Suatu Selasa, Elara pulang lebih awal, berniat memberi kejutan dengan memasakkan makan malam. Apartemen mereka sepi, udara terasa tebal oleh ketegangan yang tak dikenal.
Saat menyusuri ruang tamu, matanya menangkap selembar kertas terlipat kecil di bawah tumpukan alat lukis. Rasa penasaran—musuh utama kedamaian—menggoda dirinya. Dengan tangan gemetar, ia mengambil dan membuka kertas itu.

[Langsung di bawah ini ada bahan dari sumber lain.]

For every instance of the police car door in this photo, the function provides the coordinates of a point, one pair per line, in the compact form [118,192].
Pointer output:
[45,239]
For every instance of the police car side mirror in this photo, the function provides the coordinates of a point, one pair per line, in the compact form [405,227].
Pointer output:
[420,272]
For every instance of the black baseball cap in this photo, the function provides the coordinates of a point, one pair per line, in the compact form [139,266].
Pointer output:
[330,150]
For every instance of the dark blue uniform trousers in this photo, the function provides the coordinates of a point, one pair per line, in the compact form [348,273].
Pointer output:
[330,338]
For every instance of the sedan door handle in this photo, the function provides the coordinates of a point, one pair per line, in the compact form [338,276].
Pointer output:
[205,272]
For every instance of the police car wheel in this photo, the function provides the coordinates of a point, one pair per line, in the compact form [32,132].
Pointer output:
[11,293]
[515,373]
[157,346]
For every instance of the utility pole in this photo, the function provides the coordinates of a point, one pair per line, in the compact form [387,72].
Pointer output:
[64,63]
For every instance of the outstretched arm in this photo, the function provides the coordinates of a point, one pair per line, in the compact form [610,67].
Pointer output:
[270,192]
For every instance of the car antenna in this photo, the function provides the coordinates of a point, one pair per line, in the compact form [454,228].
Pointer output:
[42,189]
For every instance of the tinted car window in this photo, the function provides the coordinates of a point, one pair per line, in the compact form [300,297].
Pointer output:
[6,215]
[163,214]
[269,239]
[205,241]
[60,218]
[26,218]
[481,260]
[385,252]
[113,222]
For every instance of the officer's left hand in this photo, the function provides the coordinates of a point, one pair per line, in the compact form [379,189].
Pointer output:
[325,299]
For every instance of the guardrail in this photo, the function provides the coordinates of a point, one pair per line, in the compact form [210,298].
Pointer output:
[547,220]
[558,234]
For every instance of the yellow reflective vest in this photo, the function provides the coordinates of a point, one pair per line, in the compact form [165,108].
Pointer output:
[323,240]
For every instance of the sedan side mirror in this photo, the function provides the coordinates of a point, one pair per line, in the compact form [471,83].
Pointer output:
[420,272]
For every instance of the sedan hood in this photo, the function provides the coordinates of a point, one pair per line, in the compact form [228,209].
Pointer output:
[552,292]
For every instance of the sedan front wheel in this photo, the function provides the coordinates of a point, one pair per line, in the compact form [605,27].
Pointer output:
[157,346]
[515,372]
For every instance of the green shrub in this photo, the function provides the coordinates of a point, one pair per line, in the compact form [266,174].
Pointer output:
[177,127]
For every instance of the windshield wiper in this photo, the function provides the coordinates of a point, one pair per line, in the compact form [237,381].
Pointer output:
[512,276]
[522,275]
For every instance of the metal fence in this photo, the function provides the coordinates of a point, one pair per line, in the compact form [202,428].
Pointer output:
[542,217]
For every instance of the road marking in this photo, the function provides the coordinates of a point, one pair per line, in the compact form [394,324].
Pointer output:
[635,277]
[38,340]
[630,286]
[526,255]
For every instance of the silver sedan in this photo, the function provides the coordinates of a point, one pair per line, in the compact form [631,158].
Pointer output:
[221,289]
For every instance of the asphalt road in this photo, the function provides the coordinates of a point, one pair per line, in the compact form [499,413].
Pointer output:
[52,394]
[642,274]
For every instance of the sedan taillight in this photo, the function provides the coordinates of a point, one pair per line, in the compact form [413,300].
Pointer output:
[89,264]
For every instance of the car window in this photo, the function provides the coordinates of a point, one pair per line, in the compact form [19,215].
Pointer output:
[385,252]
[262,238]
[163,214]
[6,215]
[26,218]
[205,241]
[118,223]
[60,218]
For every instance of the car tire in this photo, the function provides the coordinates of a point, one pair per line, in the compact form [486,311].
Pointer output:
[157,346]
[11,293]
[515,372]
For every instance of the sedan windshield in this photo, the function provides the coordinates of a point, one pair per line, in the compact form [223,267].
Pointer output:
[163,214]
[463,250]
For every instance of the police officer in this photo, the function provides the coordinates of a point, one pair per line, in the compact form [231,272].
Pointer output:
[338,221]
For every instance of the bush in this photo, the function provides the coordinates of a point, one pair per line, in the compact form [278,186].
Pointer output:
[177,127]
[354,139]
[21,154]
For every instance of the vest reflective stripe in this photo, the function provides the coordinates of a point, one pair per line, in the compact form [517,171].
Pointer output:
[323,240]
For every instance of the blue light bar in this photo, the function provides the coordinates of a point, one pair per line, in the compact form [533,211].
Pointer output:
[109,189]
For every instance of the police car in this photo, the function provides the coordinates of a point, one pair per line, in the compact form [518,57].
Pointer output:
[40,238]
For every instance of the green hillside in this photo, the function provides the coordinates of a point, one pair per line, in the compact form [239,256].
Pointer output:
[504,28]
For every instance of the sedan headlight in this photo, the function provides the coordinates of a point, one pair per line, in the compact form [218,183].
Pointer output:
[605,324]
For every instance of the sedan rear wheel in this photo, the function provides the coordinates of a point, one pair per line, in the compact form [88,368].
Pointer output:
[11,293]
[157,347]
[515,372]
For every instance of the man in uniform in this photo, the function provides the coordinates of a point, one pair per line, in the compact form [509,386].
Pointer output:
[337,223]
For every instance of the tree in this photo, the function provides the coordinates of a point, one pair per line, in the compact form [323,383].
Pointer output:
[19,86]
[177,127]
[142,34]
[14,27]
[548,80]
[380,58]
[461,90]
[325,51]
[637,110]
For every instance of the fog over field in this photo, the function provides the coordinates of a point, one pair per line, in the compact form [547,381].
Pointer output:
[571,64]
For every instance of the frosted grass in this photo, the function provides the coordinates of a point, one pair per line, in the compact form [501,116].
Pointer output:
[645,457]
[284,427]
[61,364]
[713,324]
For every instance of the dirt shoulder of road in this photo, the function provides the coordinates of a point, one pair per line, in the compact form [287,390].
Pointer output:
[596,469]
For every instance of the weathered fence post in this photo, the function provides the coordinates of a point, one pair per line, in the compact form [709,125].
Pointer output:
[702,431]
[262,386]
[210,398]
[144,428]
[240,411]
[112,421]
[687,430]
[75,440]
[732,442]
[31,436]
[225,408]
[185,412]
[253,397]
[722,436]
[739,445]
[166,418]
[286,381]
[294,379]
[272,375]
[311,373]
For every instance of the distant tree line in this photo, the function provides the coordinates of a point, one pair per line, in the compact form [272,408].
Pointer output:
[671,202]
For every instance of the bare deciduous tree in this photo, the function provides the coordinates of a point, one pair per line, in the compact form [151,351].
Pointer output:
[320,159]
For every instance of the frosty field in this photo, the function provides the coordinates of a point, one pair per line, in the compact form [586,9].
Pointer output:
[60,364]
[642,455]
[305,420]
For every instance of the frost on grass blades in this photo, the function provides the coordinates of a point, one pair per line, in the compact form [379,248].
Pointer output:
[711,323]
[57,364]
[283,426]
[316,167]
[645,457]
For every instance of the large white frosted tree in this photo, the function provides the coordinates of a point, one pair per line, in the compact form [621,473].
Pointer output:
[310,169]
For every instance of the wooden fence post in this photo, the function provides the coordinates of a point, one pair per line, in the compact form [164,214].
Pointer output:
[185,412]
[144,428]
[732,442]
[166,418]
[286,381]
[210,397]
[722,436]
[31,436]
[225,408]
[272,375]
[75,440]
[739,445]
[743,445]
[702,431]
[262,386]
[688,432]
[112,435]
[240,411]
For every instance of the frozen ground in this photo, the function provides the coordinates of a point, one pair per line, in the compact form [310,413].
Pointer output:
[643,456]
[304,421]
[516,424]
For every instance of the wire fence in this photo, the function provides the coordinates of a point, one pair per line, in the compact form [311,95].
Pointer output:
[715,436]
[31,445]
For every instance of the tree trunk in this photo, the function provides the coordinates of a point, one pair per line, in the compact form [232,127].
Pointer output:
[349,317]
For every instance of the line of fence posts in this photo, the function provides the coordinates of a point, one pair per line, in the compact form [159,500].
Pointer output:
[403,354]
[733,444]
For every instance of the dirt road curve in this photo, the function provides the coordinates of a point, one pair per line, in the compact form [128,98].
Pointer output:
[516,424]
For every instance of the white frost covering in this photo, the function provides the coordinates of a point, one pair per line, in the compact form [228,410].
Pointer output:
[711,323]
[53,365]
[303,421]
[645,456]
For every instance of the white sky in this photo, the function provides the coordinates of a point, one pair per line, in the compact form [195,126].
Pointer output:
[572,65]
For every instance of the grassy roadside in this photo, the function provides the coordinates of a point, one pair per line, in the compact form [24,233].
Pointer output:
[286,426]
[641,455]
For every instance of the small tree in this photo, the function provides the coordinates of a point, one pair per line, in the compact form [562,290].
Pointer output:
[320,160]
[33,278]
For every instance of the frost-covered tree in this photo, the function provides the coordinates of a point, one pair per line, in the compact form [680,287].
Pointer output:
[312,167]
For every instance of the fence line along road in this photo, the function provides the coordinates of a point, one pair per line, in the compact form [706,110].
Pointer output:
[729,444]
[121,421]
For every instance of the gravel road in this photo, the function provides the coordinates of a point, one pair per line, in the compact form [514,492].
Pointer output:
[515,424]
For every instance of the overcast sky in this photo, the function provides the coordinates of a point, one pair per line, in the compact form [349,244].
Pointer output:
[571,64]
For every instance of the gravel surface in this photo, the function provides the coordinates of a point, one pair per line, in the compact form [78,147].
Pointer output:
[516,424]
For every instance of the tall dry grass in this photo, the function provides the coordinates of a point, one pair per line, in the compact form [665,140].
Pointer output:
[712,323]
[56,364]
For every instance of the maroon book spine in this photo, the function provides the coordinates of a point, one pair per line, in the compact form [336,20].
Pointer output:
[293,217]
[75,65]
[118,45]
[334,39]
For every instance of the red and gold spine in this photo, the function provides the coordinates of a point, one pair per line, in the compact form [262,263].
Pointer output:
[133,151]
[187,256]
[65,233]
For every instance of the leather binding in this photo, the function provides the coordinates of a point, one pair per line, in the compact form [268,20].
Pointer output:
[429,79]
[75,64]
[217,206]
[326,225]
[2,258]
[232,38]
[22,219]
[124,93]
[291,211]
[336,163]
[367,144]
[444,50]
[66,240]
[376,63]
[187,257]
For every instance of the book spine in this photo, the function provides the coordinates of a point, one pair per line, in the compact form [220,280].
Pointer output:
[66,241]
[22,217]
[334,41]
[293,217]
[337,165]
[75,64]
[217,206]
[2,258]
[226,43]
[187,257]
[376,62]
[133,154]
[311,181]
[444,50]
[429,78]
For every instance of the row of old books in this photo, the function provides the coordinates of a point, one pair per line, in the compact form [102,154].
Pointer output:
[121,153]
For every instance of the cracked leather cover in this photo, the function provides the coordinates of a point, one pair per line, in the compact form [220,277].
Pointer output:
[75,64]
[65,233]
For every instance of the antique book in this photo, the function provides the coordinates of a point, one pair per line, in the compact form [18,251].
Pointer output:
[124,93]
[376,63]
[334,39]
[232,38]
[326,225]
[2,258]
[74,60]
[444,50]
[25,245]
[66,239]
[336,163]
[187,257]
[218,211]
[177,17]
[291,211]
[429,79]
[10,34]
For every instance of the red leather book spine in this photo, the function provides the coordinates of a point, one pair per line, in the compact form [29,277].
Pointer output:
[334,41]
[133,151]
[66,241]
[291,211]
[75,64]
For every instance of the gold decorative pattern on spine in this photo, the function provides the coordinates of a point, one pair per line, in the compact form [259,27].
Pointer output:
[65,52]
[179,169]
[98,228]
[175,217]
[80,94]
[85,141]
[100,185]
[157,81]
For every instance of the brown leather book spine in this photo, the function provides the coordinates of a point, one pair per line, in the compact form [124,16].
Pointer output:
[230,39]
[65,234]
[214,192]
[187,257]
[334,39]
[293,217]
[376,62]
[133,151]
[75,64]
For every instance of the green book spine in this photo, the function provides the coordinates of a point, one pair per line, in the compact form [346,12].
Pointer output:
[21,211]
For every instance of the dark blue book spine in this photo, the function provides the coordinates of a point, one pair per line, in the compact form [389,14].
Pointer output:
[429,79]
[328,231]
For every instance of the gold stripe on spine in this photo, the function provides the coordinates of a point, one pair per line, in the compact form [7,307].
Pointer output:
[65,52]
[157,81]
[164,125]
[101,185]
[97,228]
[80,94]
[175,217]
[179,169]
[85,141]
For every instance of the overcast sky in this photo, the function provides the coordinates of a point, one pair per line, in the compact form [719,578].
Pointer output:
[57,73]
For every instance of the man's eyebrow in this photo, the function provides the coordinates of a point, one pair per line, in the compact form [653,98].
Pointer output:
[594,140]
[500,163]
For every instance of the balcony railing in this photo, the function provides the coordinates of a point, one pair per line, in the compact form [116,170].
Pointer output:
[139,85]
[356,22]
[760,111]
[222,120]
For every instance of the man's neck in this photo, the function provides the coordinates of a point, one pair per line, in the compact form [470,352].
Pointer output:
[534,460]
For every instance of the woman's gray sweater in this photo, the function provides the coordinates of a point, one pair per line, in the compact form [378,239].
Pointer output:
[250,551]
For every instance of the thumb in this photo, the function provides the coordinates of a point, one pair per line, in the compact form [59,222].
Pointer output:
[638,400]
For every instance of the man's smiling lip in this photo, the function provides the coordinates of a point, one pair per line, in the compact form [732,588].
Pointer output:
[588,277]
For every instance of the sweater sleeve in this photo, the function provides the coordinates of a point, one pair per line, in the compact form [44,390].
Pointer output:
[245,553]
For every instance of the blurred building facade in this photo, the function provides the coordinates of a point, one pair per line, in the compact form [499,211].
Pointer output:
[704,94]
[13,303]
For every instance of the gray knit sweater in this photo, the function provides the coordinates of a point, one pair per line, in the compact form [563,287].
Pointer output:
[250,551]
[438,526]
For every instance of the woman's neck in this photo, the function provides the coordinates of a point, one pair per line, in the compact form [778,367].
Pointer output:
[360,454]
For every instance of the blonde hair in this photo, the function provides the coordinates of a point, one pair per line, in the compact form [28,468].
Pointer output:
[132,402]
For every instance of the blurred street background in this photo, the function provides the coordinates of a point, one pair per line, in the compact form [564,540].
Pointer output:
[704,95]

Tulisan tangan itu jelas milik Liam.
Jantung Elara berdegup kencang saat membaca baris pertama:
"Camille tersayang..."
Dunia seperti berputar. Kata-kata berikutnya mengabur di matanya, berubah menjadi bayangan tak bermakna. Dingin merayap ke tulangnya, pertanda bahwa badai akan segera pecah.
Ia menjatuhkan surat itu, seolah membakarnya, dan benang tipis kebahagiaannya mulai terurai dengan kecepatan yang menakutkan.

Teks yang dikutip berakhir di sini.